Un barcone è naufragato a circa 100 miglia da Lampedusa, in acque libiche. Le vittime accertate sono 14, mentre 240 migranti sarebbero stati tratti in salvo nell’ennesimo naufragio al largo della Libia.
Non si conosce ancora il numero definitivo degli immigrati che viaggiavano a bordo dell’imbarcazione. Sul posto diverse motovedette della Capitaneria di porto, mercantili e aerei.
Fonti della Marina militare sottolineano all’Adnkronos che ”le operazioni di soccorso sono ancora in pieno svolgimento” e che ”è presumibile che il numero dei morti accertati possa salire ulteriormente”.
“Presumo che le vittime del naufragio verranno portate nell’agrigentino, tra le coste di Lampedusa e di Porto Empedocle. Se dovesse essere confermato, la Procura aprirà un’inchiesta “atti relativi” al naufragio”, ha anticipato all’Adnkronos il Procuratore capo di Agrigento, Renato Di Natale, sull’ennesima strage di profughi in alto mare. Naufragio avvenuto in acque territoriali internazionali.

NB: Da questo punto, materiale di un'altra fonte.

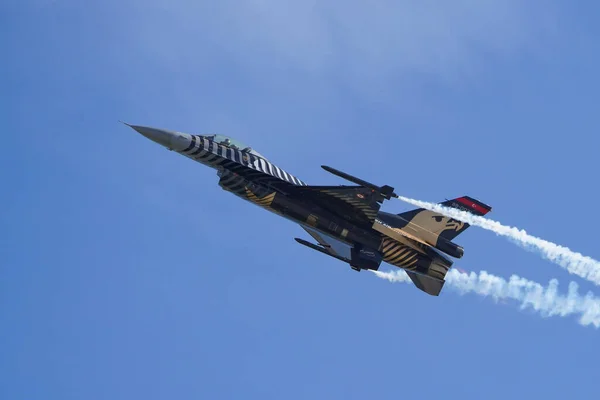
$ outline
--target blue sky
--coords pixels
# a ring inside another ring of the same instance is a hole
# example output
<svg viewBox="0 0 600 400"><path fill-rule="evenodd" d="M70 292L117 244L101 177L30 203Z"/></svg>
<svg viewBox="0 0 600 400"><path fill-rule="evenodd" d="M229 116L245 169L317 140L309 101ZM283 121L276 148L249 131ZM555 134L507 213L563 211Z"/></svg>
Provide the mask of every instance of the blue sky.
<svg viewBox="0 0 600 400"><path fill-rule="evenodd" d="M356 273L119 119L599 258L597 2L0 4L0 398L590 398L598 330ZM389 202L386 211L410 206ZM468 271L600 290L493 233Z"/></svg>

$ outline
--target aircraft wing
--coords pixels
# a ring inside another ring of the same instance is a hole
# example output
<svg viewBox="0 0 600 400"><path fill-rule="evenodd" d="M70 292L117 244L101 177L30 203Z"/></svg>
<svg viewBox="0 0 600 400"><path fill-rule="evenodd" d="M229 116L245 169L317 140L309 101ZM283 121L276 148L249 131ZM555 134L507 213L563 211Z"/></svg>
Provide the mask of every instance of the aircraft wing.
<svg viewBox="0 0 600 400"><path fill-rule="evenodd" d="M297 186L295 194L327 211L372 226L380 208L378 194L364 186Z"/></svg>

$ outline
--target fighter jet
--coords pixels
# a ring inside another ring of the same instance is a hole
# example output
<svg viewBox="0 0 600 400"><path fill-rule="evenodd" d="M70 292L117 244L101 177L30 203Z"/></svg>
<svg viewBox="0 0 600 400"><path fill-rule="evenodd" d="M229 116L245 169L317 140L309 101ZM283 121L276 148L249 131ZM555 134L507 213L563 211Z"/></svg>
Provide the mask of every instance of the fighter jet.
<svg viewBox="0 0 600 400"><path fill-rule="evenodd" d="M188 134L130 125L148 139L213 168L219 186L299 224L317 244L295 240L347 263L353 270L378 270L382 262L403 268L417 288L438 296L444 277L464 249L452 242L469 225L423 208L392 214L380 211L398 197L378 186L323 165L353 185L309 185L245 144L218 134ZM491 207L469 196L440 203L474 215ZM449 256L449 257L448 257Z"/></svg>

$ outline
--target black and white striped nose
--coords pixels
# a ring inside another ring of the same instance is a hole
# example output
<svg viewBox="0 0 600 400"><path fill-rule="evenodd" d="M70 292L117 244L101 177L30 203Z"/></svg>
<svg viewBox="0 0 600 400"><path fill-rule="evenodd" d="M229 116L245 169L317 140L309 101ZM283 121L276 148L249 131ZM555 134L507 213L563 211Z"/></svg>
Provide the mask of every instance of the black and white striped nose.
<svg viewBox="0 0 600 400"><path fill-rule="evenodd" d="M169 150L181 151L189 146L192 141L192 136L187 133L174 132L167 129L152 128L149 126L125 125L133 128L148 139L165 146Z"/></svg>

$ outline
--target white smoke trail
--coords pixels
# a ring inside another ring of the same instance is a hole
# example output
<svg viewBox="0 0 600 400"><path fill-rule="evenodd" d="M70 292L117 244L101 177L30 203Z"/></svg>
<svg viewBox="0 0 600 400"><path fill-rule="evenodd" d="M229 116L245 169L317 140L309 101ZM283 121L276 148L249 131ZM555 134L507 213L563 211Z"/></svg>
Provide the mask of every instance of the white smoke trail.
<svg viewBox="0 0 600 400"><path fill-rule="evenodd" d="M473 226L495 232L497 235L506 236L527 250L535 250L544 258L565 268L571 274L580 276L590 282L600 285L600 262L593 258L574 252L567 247L529 235L522 229L505 226L497 221L470 214L456 208L444 207L439 204L414 200L403 196L398 198L417 207L435 211L448 217L466 222Z"/></svg>
<svg viewBox="0 0 600 400"><path fill-rule="evenodd" d="M404 270L390 272L372 271L375 275L390 282L411 282ZM558 315L566 317L579 315L579 323L583 326L600 327L600 298L591 292L581 296L575 282L569 284L567 295L558 294L558 281L552 279L547 287L512 275L508 281L488 274L485 271L476 274L460 273L451 269L446 274L446 286L460 294L475 293L498 300L516 300L521 310L531 307L542 317Z"/></svg>

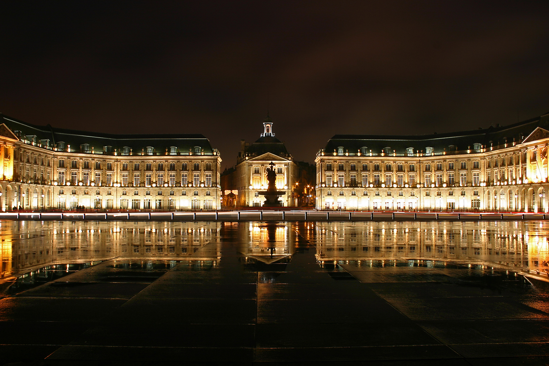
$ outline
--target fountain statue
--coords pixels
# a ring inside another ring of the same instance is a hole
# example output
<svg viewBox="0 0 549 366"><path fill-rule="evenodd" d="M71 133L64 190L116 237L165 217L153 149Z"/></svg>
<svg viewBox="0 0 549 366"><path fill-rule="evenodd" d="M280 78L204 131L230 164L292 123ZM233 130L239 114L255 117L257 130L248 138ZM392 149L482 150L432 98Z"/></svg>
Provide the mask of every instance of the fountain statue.
<svg viewBox="0 0 549 366"><path fill-rule="evenodd" d="M281 207L282 202L278 200L278 198L282 195L286 194L285 192L283 192L276 190L274 185L276 182L276 172L274 171L274 164L272 161L269 164L270 167L267 168L267 180L269 182L267 190L262 192L258 192L259 194L265 196L265 201L263 203L263 207Z"/></svg>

Non si sa ancora dove verranno trasferiti i corpi dalle motovedette che hanno recuperato le vittime del mare. Di Natale coordina anche l’inchiesta sul naufragio del 3 ottobre scorso quando morirono 366 profughi alle porte di Lampedusa.

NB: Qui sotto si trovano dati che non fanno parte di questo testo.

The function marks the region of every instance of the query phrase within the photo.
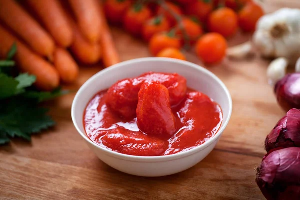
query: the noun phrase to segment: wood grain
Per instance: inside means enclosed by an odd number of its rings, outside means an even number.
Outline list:
[[[268,11],[299,8],[298,0],[266,0]],[[122,59],[150,56],[147,46],[117,28],[114,38]],[[248,40],[240,34],[230,46]],[[190,62],[203,66],[194,54]],[[0,147],[0,200],[263,200],[255,183],[254,168],[265,154],[264,142],[284,113],[267,84],[269,63],[258,57],[229,60],[208,68],[230,90],[232,118],[216,149],[204,160],[182,173],[144,178],[120,172],[104,164],[76,132],[70,110],[74,94],[46,106],[58,126],[35,136],[31,144],[14,140]],[[84,66],[78,90],[102,69]]]

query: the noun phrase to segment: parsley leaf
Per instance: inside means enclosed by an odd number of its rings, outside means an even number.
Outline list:
[[[38,102],[42,102],[67,94],[69,93],[70,91],[62,90],[62,88],[58,88],[52,92],[28,91],[24,94],[24,96],[27,98],[35,98]]]
[[[17,94],[24,92],[24,88],[32,86],[36,80],[36,78],[35,76],[29,75],[28,74],[21,74],[14,79],[19,82],[16,86]]]
[[[6,60],[0,60],[0,145],[8,143],[10,138],[18,136],[28,141],[31,135],[55,125],[47,115],[48,109],[38,103],[68,94],[58,88],[52,92],[34,90],[36,78],[16,72],[14,62],[17,46],[12,46]]]
[[[7,140],[3,136],[18,136],[30,141],[32,134],[52,126],[55,122],[46,114],[48,112],[37,106],[35,100],[18,96],[0,101],[0,143]]]
[[[0,68],[6,68],[14,66],[16,62],[12,60],[1,60],[0,61]]]
[[[0,74],[0,100],[14,96],[18,84],[13,78]]]
[[[0,145],[8,143],[10,141],[10,140],[6,134],[0,130]]]

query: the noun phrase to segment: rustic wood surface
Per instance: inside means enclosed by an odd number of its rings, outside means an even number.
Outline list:
[[[299,0],[266,0],[268,12],[300,8]],[[114,28],[124,60],[149,56],[146,45]],[[238,36],[230,45],[246,36]],[[202,65],[190,54],[190,61]],[[0,147],[0,200],[263,200],[255,182],[255,167],[265,154],[264,142],[284,113],[267,84],[269,62],[256,56],[226,60],[210,68],[228,87],[234,110],[215,150],[202,162],[182,172],[144,178],[119,172],[99,160],[76,132],[70,116],[75,94],[50,102],[58,122],[35,136],[31,144],[14,140]],[[78,89],[101,66],[82,67]]]

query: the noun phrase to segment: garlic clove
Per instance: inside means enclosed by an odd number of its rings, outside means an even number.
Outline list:
[[[277,58],[270,64],[267,70],[268,78],[270,85],[274,86],[284,77],[288,66],[288,62],[284,58]]]
[[[238,45],[227,50],[227,56],[232,59],[244,58],[253,53],[252,44],[248,42]]]
[[[300,72],[300,58],[299,58],[297,62],[296,62],[296,68],[295,70],[296,72]]]

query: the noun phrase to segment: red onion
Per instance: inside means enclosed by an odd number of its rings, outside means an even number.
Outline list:
[[[300,73],[286,76],[275,86],[275,93],[278,102],[286,112],[300,109]]]
[[[300,200],[300,148],[268,154],[256,172],[256,183],[268,200]]]
[[[300,110],[288,112],[267,136],[264,146],[267,152],[278,148],[300,147]]]

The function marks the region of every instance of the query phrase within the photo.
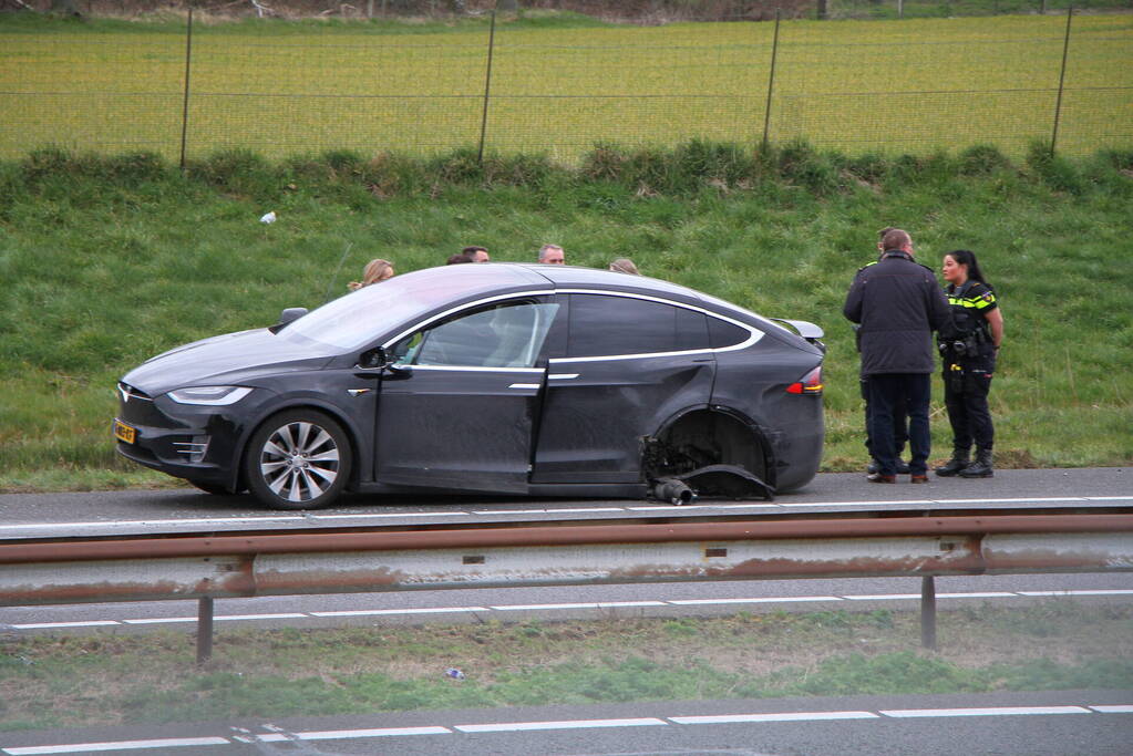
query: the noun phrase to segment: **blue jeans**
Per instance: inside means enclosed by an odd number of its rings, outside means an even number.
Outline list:
[[[927,372],[879,372],[869,377],[869,436],[878,472],[897,474],[897,445],[893,436],[894,414],[906,401],[909,413],[909,447],[912,458],[909,472],[928,472],[928,455],[932,438],[928,427],[928,403],[932,395],[931,375]]]

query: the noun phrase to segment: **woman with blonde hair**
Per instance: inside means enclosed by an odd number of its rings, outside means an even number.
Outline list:
[[[373,259],[366,264],[361,270],[361,281],[351,281],[347,284],[350,291],[358,291],[363,286],[381,283],[393,277],[393,263],[381,258]]]
[[[614,273],[632,273],[636,276],[641,275],[638,273],[637,266],[633,265],[633,260],[628,257],[619,257],[610,264],[610,269]]]

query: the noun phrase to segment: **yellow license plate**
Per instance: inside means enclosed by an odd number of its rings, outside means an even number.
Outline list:
[[[134,439],[137,438],[138,431],[136,428],[130,428],[121,420],[114,421],[114,438],[119,441],[126,441],[127,444],[133,444]]]

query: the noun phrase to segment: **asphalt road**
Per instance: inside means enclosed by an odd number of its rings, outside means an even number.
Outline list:
[[[59,535],[219,532],[438,522],[539,522],[570,518],[685,517],[712,514],[808,514],[884,509],[964,510],[1133,505],[1133,470],[1000,470],[982,480],[932,478],[928,486],[867,483],[863,474],[820,474],[803,490],[773,501],[701,500],[674,507],[655,501],[501,499],[435,496],[349,496],[309,513],[264,509],[250,496],[195,489],[90,493],[0,495],[0,540]]]
[[[247,497],[195,491],[0,496],[0,539],[250,527],[310,529],[375,522],[516,522],[548,518],[1072,507],[1133,504],[1133,471],[998,471],[993,480],[871,486],[859,474],[819,475],[773,502],[710,501],[700,508],[645,501],[546,501],[352,497],[318,513],[271,513]],[[550,589],[420,591],[344,596],[265,596],[216,602],[218,632],[240,624],[315,627],[418,621],[666,616],[738,610],[915,607],[919,578],[743,581]],[[937,578],[942,610],[965,602],[1010,605],[1072,595],[1127,601],[1133,577],[1006,575]],[[196,602],[2,608],[16,635],[194,629]],[[60,624],[62,627],[60,627]],[[454,681],[459,685],[459,681]],[[71,731],[0,732],[0,754],[547,754],[651,756],[1126,756],[1133,691],[1077,690],[948,696],[853,696],[765,701],[654,702],[599,706],[240,721]]]
[[[390,712],[2,732],[0,753],[1128,756],[1131,742],[1133,693],[1068,690]]]
[[[375,523],[523,522],[553,518],[665,518],[750,514],[964,510],[1133,505],[1133,471],[1006,470],[990,480],[935,479],[929,486],[875,486],[860,474],[818,475],[804,490],[766,501],[704,501],[674,507],[646,501],[547,501],[418,497],[395,501],[352,497],[316,513],[272,513],[249,497],[195,490],[0,496],[0,539],[145,532],[312,529]],[[346,595],[223,599],[220,628],[327,627],[415,622],[523,621],[586,617],[709,616],[735,611],[914,608],[920,579],[910,577],[591,585]],[[972,602],[1007,605],[1068,594],[1082,601],[1128,601],[1127,573],[937,578],[942,610]],[[18,633],[144,632],[194,628],[195,601],[0,608],[0,625]]]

La priorità dell’Italia ”è salvare vite umane”, ma il problema dell’immigrazione nel Mediterraneo ”deve essere affrontato dall’Unione europea e i miei colleghi lo sanno ”, ha detto il ministro degli Esteri, Federica Mogherini, a margine de consiglio Ue Affari esteri.
“Il governo Renzi deve pretendere dall’Europa soluzioni condivise, urgenti, e soprattutto diverse dalla sola sorveglianza a mare. Altrimenti le stragi in mare non si fermeranno mai”, ha detto all’Adnkronos il sindaco di Lampedusa, Giusi Nicolini. “Ho sempre pensato che la soluzione ‘Mare nostrum’ non fosse la soluzione a regime – dice ancora Nicolini, che segue da Lampedusa il salvataggio in mare dei profughi – Il monitoraggio, il controllo non può essere la soluzione in mare. Il mare non è come la terra. Purtroppo questo dimostra che la soluzione deve essere radicale”. E lancia, ancora una volta, la proposta dei “canali umanitari controllati”. “Se non è possibile dalla Libia – spiega Nicolini – allora lo si faccia dall’Egitto. La Siria è un problema che va affrontato con la gravità che merita”.